The hotel’s general manager, Dieter Geiger, said in an email that allegations of increased sickness at the hotel in recent days were “rash speculations.” He referred to the preliminary doctors’ report indicating the Coopers had died from natural causes. Janette Rawlingson, a guest who arrived at the resort with her two children just as news of the Coopers’ deaths emerged publicly, told the BBC that she should have been given the option to cancel the trip.

“Everybody is really worried,” Rawlingson said. “The lack of answers from Thomas Cook is really disappointing.”

Rawlingson said she and her family were concerned about the food at the hotel complex, a group of cream-colored Mediterranean style buildings hugging large pools, waterslides and pathways lined with palm trees. “I’ve had an upset stomach overnight,” she said.

Egypt’s tourism industry has been hammered by a series of calamities and terrorist attacks over the years. Since 2010, when overnight stays hit a record 14.1 million, the numbers have been steadily falling, according to data from the United Nations World Tourism Organization. Overnight stays by visitors stood at 5.3 million in 2016, according to the agency.

Tourists were first deterred by the Arab Spring in 2011 and the turmoil of a military-backed takeover in 2013. An Islamic State bomb downed a Russian jetliner filled with tourists in 2015. And there have been a handful of smaller terrorist acts targeting tourists, including a stabbing incident in Hurghada last year.

The 2015 plane bombing caused Britain to halt all direct flights to Egypt’s main Red Sea resort, Sharm el-Sheikh, amid security scares. Since then some British tourist traffic has been diverted to Hurghada, which is known for its beaches, scuba diving and package holiday hotels.

Egypt has seen an uptick in tourists in the past few years, in part because of an influx of tourists from China. The government reported a 212 percent increase in tourist revenues, to $5.3 billion in the first nine months of 2017 compared with the same time period in 2016, Reuters reported. One of the best-known package holiday companies in Britain, Thomas Cook has roots in Egypt. The company’s eponymous founder was a pioneer of mass tourism in the late 19th century and built his reputation partly on boat cruises along the Nile.

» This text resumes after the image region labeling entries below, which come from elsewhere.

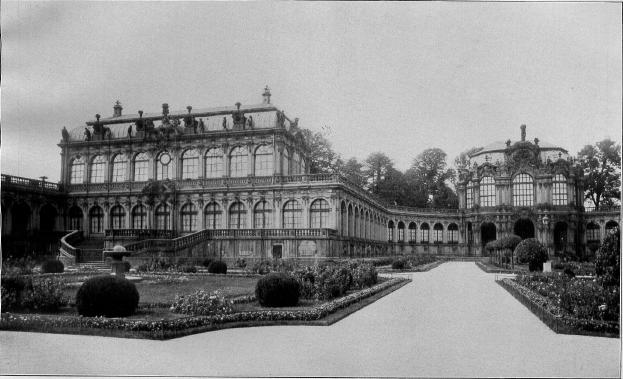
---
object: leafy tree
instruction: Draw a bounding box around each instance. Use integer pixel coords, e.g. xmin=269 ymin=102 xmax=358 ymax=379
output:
xmin=301 ymin=129 xmax=340 ymax=174
xmin=363 ymin=152 xmax=395 ymax=194
xmin=578 ymin=139 xmax=621 ymax=209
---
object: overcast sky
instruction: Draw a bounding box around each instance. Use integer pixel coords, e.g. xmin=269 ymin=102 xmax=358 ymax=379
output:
xmin=1 ymin=1 xmax=622 ymax=181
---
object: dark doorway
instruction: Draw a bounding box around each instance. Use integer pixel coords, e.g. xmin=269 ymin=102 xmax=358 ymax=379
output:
xmin=513 ymin=219 xmax=534 ymax=240
xmin=273 ymin=245 xmax=283 ymax=259
xmin=554 ymin=222 xmax=567 ymax=254
xmin=480 ymin=222 xmax=497 ymax=255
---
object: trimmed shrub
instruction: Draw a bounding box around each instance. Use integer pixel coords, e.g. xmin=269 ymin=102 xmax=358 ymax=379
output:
xmin=76 ymin=275 xmax=139 ymax=317
xmin=208 ymin=261 xmax=227 ymax=274
xmin=255 ymin=272 xmax=300 ymax=307
xmin=171 ymin=290 xmax=234 ymax=316
xmin=515 ymin=238 xmax=548 ymax=271
xmin=392 ymin=259 xmax=406 ymax=270
xmin=41 ymin=259 xmax=65 ymax=274
xmin=595 ymin=229 xmax=621 ymax=287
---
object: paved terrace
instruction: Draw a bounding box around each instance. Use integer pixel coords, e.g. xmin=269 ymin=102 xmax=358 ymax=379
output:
xmin=0 ymin=262 xmax=620 ymax=377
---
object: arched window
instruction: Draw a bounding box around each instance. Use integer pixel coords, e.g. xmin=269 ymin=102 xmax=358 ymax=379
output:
xmin=281 ymin=148 xmax=290 ymax=175
xmin=480 ymin=176 xmax=496 ymax=207
xmin=69 ymin=157 xmax=84 ymax=184
xmin=110 ymin=205 xmax=125 ymax=229
xmin=182 ymin=150 xmax=199 ymax=179
xmin=89 ymin=205 xmax=104 ymax=233
xmin=229 ymin=146 xmax=249 ymax=178
xmin=255 ymin=145 xmax=273 ymax=176
xmin=180 ymin=203 xmax=197 ymax=232
xmin=204 ymin=202 xmax=223 ymax=229
xmin=156 ymin=151 xmax=174 ymax=180
xmin=253 ymin=200 xmax=273 ymax=229
xmin=420 ymin=222 xmax=430 ymax=243
xmin=448 ymin=223 xmax=459 ymax=244
xmin=111 ymin=154 xmax=128 ymax=183
xmin=283 ymin=200 xmax=303 ymax=229
xmin=398 ymin=221 xmax=405 ymax=242
xmin=205 ymin=148 xmax=223 ymax=178
xmin=132 ymin=204 xmax=147 ymax=229
xmin=433 ymin=223 xmax=443 ymax=243
xmin=154 ymin=203 xmax=171 ymax=230
xmin=69 ymin=205 xmax=83 ymax=230
xmin=465 ymin=182 xmax=474 ymax=209
xmin=586 ymin=222 xmax=601 ymax=242
xmin=387 ymin=220 xmax=394 ymax=242
xmin=409 ymin=222 xmax=417 ymax=242
xmin=229 ymin=201 xmax=247 ymax=229
xmin=513 ymin=174 xmax=534 ymax=207
xmin=309 ymin=199 xmax=331 ymax=228
xmin=552 ymin=174 xmax=567 ymax=205
xmin=91 ymin=155 xmax=106 ymax=183
xmin=134 ymin=153 xmax=149 ymax=182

But the tour operator faced sharp criticism over safety standards at its resorts after the 2006 deaths of two young siblings from carbon monoxide poisoning on the Greek island of Corfu.

A British inquest into the deaths of the two children, ages 6 and 7, found that the travel company had “breached its duty of care” by failing to prevent their deaths, which officials determined had been caused by a faulty water boiler in their hotel room.

Three people, including the manager of the hotel, were convicted of manslaughter in 2010 and sentenced to seven years in prison.